Dean: School of the Environment
School of the Environment
In 1978 I joined one of Africa's oldest universities (Fourah Bay College, University of Sierra Leone) as a lecturer in the Geography Department. While teaching there I did my doctoral degree at the University of Sussex. In 1982 I moved to the University of Reading (England), and in 1993 I took up the Chair in Geography as a full professor at the University of Leicester. I was Department Head from 1995-2000. I moved to Texas A&M in 2005, where I was Director of Environmental Programs from 2007-2010. I moved to Adelaide in 2010 to become Foundation Dean of the School of the Environment at Flinders University. I have been an expert consultant for the World Bank, United Nations and European Union, was founding chair of the Biogeography & Biodiversity Commission of the International Geographical Union (1996-2004), and edited The Geographical Journal from 1997 to 2002.

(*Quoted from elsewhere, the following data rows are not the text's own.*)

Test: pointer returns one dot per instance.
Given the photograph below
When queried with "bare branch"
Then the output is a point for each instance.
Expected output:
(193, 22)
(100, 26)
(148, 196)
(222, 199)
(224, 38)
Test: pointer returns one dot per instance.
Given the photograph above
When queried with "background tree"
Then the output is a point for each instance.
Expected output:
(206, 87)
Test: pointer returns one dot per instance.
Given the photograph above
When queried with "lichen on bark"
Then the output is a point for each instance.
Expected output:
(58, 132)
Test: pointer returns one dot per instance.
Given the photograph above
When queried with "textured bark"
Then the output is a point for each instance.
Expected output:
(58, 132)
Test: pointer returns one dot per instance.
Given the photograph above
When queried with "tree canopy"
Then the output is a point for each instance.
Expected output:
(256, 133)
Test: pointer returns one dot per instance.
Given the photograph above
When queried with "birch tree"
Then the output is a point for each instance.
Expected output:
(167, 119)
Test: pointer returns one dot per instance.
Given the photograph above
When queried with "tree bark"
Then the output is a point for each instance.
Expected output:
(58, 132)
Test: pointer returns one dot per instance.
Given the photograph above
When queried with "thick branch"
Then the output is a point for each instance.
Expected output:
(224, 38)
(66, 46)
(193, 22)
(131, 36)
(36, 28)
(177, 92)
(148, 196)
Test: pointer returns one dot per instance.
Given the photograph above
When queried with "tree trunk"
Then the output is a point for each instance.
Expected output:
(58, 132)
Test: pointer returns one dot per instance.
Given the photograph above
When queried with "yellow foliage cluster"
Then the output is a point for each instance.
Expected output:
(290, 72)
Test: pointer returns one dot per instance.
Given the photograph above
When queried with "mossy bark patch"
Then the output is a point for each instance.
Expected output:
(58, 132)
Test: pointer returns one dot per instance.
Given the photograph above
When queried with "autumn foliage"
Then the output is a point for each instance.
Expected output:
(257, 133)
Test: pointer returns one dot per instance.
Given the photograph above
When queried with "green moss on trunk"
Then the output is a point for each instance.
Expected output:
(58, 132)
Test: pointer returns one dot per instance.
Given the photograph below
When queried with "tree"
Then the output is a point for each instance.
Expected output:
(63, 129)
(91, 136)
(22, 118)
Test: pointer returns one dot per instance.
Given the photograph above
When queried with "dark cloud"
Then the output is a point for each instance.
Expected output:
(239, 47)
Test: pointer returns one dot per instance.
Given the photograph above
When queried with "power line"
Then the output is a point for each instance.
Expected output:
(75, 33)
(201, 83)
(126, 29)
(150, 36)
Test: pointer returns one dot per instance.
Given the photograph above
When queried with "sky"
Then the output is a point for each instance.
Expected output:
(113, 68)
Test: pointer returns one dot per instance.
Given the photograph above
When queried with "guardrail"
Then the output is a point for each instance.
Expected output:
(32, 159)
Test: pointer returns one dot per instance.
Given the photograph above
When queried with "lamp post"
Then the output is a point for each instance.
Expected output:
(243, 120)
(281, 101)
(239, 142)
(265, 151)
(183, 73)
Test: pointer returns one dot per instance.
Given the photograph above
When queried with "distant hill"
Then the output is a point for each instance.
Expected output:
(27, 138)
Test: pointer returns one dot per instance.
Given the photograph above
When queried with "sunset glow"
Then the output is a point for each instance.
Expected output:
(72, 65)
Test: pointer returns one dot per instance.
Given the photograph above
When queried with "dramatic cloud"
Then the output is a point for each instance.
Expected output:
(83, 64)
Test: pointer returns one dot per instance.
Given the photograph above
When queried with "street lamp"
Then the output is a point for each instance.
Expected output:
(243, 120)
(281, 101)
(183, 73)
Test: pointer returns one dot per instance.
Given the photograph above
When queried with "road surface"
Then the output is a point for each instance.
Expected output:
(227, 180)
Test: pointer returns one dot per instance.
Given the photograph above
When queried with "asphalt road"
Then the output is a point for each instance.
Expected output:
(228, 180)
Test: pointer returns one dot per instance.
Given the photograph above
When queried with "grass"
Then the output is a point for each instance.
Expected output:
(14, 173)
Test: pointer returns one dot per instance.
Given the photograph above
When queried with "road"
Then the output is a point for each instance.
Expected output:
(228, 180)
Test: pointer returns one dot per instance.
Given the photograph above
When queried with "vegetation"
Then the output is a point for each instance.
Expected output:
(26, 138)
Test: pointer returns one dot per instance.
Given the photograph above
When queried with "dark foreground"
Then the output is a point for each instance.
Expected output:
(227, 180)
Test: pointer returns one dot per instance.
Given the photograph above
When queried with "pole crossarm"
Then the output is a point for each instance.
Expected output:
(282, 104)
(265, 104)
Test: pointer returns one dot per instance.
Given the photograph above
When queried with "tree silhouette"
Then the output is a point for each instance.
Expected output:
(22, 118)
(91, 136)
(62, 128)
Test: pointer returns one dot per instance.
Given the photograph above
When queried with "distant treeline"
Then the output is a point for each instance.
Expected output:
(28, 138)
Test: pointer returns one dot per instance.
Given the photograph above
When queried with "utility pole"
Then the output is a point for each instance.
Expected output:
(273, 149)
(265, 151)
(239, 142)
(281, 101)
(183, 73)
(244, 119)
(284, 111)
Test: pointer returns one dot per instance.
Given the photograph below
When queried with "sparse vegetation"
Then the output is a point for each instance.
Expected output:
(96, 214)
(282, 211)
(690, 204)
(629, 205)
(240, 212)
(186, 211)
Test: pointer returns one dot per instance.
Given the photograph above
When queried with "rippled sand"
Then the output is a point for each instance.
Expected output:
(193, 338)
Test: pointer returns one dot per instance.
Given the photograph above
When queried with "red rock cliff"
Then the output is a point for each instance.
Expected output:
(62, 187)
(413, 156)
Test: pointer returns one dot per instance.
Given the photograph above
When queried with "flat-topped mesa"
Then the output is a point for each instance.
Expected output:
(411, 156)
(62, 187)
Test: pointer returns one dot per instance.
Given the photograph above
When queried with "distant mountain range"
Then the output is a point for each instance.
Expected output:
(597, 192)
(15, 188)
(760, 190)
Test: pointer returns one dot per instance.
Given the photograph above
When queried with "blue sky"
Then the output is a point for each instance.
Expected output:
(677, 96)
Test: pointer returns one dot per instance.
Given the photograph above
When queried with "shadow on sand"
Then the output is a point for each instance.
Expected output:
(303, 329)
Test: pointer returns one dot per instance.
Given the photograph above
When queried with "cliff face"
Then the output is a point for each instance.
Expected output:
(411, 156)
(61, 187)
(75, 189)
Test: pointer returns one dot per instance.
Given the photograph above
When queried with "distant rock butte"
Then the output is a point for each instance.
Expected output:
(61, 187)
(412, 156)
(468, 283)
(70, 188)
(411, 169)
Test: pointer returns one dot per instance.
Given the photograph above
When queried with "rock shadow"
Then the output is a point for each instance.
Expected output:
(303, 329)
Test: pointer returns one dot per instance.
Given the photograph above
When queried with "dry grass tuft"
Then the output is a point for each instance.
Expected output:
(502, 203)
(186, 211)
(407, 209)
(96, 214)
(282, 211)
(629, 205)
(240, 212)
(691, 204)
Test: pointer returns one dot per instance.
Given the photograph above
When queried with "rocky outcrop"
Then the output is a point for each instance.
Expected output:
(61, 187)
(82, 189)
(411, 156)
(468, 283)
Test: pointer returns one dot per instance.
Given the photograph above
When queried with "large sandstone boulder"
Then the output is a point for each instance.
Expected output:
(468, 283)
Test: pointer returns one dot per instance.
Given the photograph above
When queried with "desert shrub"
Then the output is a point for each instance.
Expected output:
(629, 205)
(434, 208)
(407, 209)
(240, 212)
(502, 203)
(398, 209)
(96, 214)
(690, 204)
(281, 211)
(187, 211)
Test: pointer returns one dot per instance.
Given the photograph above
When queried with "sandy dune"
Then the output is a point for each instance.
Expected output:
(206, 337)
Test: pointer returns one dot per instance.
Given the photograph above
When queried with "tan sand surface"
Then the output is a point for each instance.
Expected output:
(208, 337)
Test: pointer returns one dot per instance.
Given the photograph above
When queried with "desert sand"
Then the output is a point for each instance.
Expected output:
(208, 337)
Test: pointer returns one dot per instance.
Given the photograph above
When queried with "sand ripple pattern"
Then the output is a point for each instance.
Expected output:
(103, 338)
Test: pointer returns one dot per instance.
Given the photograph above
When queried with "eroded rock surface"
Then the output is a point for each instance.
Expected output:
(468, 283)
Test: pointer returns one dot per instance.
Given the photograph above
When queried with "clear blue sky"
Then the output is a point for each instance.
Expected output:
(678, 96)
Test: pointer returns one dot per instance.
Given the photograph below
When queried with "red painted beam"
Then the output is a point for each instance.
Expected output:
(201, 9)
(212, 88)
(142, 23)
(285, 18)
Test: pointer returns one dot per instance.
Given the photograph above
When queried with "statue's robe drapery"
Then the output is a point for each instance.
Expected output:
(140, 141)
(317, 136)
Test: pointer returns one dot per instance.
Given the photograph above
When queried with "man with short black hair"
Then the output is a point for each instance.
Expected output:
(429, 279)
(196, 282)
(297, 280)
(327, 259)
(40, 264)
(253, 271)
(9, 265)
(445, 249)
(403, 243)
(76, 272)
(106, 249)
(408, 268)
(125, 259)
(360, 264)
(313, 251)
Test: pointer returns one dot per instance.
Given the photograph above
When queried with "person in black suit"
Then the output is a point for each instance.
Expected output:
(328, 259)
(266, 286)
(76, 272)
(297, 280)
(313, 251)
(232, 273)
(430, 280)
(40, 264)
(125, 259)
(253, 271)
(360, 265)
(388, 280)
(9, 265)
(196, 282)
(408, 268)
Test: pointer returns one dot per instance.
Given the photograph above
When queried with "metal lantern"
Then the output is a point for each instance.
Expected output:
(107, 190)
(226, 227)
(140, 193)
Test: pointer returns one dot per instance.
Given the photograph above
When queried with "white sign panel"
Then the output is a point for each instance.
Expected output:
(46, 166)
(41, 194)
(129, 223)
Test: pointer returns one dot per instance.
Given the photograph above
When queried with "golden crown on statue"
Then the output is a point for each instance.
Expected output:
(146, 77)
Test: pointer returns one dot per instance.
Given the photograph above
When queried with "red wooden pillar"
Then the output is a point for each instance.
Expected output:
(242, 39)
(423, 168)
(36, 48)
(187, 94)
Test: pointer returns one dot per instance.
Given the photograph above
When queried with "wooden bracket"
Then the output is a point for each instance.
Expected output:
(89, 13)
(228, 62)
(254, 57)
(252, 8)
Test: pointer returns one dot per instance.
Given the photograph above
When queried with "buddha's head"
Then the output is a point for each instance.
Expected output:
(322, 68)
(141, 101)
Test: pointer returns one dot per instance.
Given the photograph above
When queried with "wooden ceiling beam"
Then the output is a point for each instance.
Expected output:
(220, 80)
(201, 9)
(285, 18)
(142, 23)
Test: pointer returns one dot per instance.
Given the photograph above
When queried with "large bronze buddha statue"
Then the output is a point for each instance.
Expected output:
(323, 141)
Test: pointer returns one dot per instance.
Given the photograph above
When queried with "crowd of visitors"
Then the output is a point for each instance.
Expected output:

D. Phil. (Sussex), M.A. (Colorado), B.Sc. (Hull)
My research interests are in remote sensing, land-use dynamics, biogeography and human impacts on the environment. Most of my work lies in the area described as coupled human-natural systems in which I examine the influences of human systems on land use and its impacts on things like vegetation change, landscape fragmentation and biodiversity. To some this is landscape ecology, to others biogeography and more recently land change science. I answer to all these calls, and I don't easily fit a disciplinary pigeonhole. I am a remote sensing expert and I use this technique extensively, but not exclusively, in my research. Recent publications in this area are listed below. I have recently worked/am working on forest responses to hurricanes along the Gulf Coast in Texas (poster of this research), human appropriation of net primary productivity in as a measure of environmental sustainability, hyperspectral remote sensing of savannas, land-change dynamics in Bolivia and South Australia. What interests in particular at the present time is:
1. Land use dynamics and potential impacts around increased foreign ownership of farmland in Australia.
2. The coca/cocaine trade as a driver of land use dynamics in humid tropical forests.
3. Analysis of landscape fragmentation patterns in tropical and sub-tropical landscapes.